From what I have seen in various university budgets available online (and working a little behind the scenes), the operating costs that are dominated by either non-faculty/non-athletic employee costs or contracted services really do not tend to have a lot of variability, at least once you control for the labor market in question. These undoubtedly went up over time, particularly during the era when health and retirement benefits got so much more expensive. But that was more or less a universal effect.
Instead, the big cost variables between colleges are faculty costs, athletic staff costs, capital expenditures on things like labs and dorms, and . . . financial aid.
And so if you want smaller class sizes, fewer grad student TAs, better faculty research output, and so on–it costs. If you want the best coaches and training staffs and so on–it costs (well, most of the time–a few colleges end up with net internal profits from athletics, but not many; I think it is like around 20 of the 229 D1 schools, for example). Modernized labs and nicer dorms and such–it costs. More financial aid–it costs.
And so yeah, there are not a lot of areas here where you could cut variable costs without angering a lot of stakeholders who value what those costs have bought.

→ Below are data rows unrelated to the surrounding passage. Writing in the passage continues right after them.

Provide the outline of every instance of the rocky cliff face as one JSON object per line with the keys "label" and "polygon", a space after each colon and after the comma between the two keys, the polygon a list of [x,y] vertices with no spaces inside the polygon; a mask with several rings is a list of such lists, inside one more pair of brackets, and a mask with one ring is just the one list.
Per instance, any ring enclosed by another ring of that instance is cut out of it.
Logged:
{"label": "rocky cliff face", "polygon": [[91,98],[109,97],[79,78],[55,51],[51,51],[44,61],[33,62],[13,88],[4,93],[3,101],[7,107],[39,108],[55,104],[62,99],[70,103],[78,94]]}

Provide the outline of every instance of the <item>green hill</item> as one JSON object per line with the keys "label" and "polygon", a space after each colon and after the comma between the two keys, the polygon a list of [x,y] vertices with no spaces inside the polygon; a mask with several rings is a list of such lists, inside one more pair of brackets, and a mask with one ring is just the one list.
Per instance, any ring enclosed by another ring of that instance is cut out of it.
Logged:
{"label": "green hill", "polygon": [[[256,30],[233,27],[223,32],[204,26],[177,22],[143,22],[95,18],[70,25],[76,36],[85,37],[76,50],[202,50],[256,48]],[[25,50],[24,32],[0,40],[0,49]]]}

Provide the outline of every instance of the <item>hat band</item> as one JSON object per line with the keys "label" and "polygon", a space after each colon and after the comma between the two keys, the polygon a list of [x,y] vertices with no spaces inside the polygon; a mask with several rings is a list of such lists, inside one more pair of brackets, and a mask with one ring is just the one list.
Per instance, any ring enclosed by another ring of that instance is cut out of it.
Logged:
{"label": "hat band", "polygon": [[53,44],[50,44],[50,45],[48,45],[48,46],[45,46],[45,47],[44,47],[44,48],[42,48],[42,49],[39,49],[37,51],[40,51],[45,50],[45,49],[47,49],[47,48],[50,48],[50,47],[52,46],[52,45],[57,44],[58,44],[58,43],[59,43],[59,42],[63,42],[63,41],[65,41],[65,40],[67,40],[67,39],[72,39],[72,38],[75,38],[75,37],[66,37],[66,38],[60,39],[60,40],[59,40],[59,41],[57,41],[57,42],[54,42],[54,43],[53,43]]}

Then your claim that ‘COA is skyrocketing’ is unsubstantiated. I am talking about net COA, not gross. Net COA is actually what people are paying and discounting is at an all time high. At many schools the large increases have been in gross tuition, not room and board.
It’s not unsubstantiated. It’s private, because unlike other posters, I don’t want to name names and my information is on specific schools.
As a parent, if I wasn’t paying attention to this while my children were in middle and high school, I would be being very foolish, don’t you think? He who fails to plan plans to fail.
There isn’t a difference between gross and net COA for everyone. At many schools, half of families are seeing equal figures between gross and net COA.
That’s true, and that seems to be the issue here…some on this thread are talking about making college costs lower for full pay families at highly rejective schools that don’t offer merit aid, while others would like to see the most needy of students be able to afford any college at all. Easy choice for me.
One more response and then I’m moving on, but the OP said for everyone, not what you said. Other posters introduced the idea of sectioning families by demographic group.
So it is true that if enough families of the students these colleges value are willing to pay the net costs necessary to get smaller class sizes, fewer grad student TAs, better faculty research output, competitive athletics, modernized labs, and/or nicer dorms–there will not be “market pressure” for universities to downgrade in those areas in order to reduce net costs.
Given that, the only public policy option would be to actually prohibit any university from spending more than others on those sorts of things in order to attract valued students and otherwise satisfy various stakeholders.
They certainly could, but that would only bring down the costs for a lucky few that get accepted into those college with multi-billion dollar endowments, certainly not “everyone”. Harvard could offer free tuition to all of its undergrads, but that will have zero impact on say, Ohio State Uni which educates a whole lot more kids every year.
But that also raises the question, why should the uber wealthy (think Bill Gate’s) children receive a lower cost of attendance at such a college? Why should teh scion of an oligarch get a lower cost to attend?
It’s so much easier to spend than to cut. There’s going to be opposition to cutting any benefits (once they’ve been taken for granted), whether in higher education or in the society as a whole. Doesn’t this problem of high cost in higher education mirror those we face elsewhere in the society?
Not to mention, that Congress likely does not have that Constitutional authority. (Congress could eliminate federal funding such as Pell grants to students who attend well endowed private schools, but that wouldn’t go over so well and woudl have nothing to do with costs.)